The question caught me by surprise.

While attending a large national cancer meeting, I was having brunch with a friend, a colleague with whom I used to work when I was doing laboratory research, someone whom I hadn’t seen in a long time. She and her husband had brought along two of their oldest and dearest friends, whom they had known for decades, as well as another of my former coworkers from my old lab. We were idly chatting away and eating, when one of the occupational hazards of being a doctor presented itself. Tthe conversation drifted to medical topics. And then it came.

“What do you think of Dr. Gonzalez?”

Ah, hell.

Blindsided again! Why hadn’t I seen that one coming? As a doctor, I find that these sorts of questions hit me when I least expect them. I was half-tempted to play dumb and pretend that I didn’t know who Dr. Gonzalez is, but decided against that approach. It doesn’t work anyway. I knew feigning ignorance would only result in her telling me who Dr. Gonzalez is in excruciating detail.

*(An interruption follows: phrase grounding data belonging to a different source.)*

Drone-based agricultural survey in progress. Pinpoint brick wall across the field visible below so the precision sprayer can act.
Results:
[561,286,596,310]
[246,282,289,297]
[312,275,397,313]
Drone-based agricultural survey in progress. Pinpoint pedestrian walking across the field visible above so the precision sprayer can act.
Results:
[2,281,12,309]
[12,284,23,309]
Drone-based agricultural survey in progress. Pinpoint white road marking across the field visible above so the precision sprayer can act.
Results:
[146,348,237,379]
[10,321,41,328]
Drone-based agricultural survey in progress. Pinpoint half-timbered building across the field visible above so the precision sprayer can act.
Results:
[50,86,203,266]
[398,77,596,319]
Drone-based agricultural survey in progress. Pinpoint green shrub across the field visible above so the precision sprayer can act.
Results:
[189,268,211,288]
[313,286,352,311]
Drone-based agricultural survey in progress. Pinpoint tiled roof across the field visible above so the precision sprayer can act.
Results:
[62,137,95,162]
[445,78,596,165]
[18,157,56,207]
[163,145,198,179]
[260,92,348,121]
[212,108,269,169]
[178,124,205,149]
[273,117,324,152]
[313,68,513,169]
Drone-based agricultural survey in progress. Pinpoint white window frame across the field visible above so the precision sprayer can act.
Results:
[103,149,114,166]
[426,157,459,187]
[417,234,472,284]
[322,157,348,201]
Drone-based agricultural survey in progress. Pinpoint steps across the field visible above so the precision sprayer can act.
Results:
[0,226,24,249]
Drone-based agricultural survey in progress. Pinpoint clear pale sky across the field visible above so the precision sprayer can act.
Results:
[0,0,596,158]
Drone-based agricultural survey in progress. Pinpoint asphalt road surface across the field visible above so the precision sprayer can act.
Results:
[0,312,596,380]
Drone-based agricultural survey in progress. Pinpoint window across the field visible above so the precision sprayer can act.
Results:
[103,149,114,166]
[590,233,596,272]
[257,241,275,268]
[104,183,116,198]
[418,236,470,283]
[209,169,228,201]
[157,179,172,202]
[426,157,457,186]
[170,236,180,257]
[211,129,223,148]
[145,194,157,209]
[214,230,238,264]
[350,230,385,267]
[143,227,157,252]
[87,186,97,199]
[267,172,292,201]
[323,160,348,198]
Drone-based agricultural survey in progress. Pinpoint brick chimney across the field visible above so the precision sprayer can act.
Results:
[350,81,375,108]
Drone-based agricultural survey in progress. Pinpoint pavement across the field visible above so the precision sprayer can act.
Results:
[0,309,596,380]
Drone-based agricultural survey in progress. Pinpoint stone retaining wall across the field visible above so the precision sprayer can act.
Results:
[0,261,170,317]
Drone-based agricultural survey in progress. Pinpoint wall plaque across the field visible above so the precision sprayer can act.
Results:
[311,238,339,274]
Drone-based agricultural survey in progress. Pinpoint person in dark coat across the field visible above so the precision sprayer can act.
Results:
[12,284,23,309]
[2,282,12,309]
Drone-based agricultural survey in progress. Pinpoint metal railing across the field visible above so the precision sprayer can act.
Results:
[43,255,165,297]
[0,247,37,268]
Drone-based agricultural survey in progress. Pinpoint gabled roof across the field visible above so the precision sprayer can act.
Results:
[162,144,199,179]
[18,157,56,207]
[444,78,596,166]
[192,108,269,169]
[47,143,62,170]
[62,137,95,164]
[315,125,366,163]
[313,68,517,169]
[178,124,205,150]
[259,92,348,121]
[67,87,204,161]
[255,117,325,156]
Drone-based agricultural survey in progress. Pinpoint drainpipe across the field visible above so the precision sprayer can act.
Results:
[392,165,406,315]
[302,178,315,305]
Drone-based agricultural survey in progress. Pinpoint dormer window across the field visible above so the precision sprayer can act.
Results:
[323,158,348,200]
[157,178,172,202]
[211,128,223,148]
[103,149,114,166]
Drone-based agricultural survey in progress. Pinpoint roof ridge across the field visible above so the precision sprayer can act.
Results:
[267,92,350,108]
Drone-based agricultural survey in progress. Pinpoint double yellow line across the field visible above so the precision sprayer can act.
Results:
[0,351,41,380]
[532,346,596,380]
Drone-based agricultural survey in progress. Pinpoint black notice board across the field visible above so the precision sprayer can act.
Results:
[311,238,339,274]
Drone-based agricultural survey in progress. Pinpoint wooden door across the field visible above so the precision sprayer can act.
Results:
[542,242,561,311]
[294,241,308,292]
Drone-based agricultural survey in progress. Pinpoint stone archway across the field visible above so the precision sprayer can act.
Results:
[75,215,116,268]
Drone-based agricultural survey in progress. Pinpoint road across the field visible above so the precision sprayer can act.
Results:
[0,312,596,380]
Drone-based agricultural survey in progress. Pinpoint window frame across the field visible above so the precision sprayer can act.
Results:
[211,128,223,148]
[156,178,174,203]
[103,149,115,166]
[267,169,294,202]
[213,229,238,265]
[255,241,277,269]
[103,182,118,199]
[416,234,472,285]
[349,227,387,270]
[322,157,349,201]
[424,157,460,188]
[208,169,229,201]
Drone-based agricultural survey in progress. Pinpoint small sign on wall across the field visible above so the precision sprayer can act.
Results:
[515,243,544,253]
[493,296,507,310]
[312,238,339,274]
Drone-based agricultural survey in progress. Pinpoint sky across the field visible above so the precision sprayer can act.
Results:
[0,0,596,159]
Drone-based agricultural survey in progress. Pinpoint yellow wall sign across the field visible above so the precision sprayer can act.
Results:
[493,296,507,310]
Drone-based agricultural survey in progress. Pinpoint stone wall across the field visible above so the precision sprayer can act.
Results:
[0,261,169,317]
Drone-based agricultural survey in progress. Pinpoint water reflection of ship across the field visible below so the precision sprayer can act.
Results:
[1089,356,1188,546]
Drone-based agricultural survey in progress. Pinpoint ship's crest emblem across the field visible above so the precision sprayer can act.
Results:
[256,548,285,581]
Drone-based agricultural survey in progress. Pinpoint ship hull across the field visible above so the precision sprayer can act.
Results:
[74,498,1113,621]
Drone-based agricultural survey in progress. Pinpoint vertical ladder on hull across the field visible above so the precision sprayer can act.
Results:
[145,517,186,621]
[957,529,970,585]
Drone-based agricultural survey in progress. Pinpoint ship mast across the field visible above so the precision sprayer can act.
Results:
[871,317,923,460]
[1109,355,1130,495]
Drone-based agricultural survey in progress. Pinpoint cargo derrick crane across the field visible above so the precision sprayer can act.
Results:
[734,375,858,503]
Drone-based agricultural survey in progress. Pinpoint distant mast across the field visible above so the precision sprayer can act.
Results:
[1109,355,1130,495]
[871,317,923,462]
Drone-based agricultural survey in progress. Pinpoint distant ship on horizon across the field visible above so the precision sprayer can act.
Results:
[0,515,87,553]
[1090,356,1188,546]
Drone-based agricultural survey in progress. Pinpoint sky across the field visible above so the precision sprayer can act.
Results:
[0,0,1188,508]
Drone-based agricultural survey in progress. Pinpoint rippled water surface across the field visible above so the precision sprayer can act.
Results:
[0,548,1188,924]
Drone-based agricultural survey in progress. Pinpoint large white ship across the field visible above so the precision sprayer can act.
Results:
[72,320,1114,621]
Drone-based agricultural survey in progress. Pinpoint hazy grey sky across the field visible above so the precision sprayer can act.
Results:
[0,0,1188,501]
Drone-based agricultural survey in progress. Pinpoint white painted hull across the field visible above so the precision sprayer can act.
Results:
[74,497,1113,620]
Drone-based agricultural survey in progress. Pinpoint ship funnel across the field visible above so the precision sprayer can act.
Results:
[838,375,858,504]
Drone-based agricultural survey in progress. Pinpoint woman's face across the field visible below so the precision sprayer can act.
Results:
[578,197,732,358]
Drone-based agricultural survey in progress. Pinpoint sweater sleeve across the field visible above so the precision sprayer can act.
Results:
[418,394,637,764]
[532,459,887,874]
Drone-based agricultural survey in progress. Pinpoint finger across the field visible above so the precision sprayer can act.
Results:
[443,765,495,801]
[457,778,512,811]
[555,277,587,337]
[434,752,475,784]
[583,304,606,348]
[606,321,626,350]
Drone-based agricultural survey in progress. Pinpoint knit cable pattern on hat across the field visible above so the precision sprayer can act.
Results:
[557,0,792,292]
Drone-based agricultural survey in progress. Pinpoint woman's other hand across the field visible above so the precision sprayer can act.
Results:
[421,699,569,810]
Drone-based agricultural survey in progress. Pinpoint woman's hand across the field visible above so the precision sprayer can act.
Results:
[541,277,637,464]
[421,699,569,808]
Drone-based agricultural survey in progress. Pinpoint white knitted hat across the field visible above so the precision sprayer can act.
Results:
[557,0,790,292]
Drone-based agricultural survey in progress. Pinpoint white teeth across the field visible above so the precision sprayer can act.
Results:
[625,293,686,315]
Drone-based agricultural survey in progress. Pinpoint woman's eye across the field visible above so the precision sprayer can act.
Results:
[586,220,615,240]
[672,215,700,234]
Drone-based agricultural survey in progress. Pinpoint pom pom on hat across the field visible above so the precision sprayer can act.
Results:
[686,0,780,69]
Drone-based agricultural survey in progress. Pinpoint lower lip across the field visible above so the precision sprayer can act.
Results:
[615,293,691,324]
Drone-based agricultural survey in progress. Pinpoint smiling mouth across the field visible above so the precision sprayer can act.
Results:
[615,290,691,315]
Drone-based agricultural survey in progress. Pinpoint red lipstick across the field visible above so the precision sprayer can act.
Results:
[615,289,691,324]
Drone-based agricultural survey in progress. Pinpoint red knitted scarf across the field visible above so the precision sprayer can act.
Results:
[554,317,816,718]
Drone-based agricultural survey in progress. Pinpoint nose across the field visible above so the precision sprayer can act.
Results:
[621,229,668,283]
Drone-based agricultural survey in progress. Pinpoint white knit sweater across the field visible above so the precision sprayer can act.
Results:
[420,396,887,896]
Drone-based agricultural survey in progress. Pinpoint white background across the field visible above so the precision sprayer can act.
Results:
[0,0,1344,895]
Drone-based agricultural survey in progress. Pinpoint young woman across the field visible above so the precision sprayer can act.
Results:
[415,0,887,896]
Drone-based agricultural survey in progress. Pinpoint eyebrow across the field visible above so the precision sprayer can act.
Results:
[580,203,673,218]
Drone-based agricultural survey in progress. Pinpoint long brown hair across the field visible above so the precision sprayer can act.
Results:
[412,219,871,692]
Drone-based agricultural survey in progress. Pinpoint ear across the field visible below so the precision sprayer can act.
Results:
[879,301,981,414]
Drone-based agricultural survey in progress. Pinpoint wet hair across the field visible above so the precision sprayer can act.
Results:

Instead, I asked a single question to make sure we were both on the same page and talking about the same Dr. Gonzalez, “Do you mean the Dr. Gonzalez in New York City, the one who uses ‘detoxification,’ diet, and enemas to treat cancer?”

“Yes, that’s him,” she replied.

No escape there. For those of you who aren’t aware of who he is, Dr. Nicholas Gonzalez is a physician in New York City who claims to be able to treat incurable cancers with a regimen that includes dietary manipulations, “detoxification” with coffee enemas, and the ingestion of pancreatic enzymes. I’ve discussed him before in the context of a patient who followed his regimen and paid a price and, indeed, who might even have been treated by Dr. Gonzalez himself back in the mid-1990s. My co-blogger Dr. Atwood has produced a series of blog posts (1, 2, 3, 4, 5, 6) that will tell you in exquisite and painful detail. Dr. Gonzalez’s methods are based on a regimen popularized by William Donald Kelley, D.D.S., whose regimen resembled that of Dr. Max Gerson (whom I’ve written about). Using this regimen, Dr. Gonzalez claims that he can produce long-term survival in patients with inoperable pancreatic cancer, for whom the median survival is usually less than six months. Never mind that his study only had 11 patients who could complete the regimen, had no control group, and, given the rigor of the regimen required, had the potential for serious selection bias (Gonzalez’s regimen can sometimes require as many as 150 pills per day). Based on this tiny uncontrolled study, somehow NCCAM saw fit to fund a $1.4 million clinical trial, for which my co-blogger Dr. Atwood has produced compelling evidence that the Gonzalez regimen did not work and, indeed, may have even produced worse results than conventional therapy. As I’ve said before, if I were to submit a grant proposal to the NIH with so little preliminary data, the study section would have a good laugh at my expense before filing my application in the cylindrical file. In fairness, I will give Dr. Gonzalez a modicum (but just that!) of credit for at least making an attempt to use science to look at his therapy, however dubious the supporting data. Too bad he apparently wasn’t intellectually honest enough to report the results when they almost certainly didn’t go his way.

I wasn’t in the mood, though. I had just wanted to hang out with some old friends and talk about science, old times, and other topics. Also, I knew that a debunking session would probably not be appreciated (they almost never are, particularly in what was supposed to be a light social situation), and I didn’t want to risk offending my friends by being too strident with their old friend. So I tried to discourage her. “You probably don’t want to know what I think,” I replied, with what I hoped was a self-deprecating smile and chuckle.

“No, I do,” she said.

Damn, she’s going to be persistent, I thought. Not in the mood for a confrontation, I became more insistent. “No, I really don’t think you do.”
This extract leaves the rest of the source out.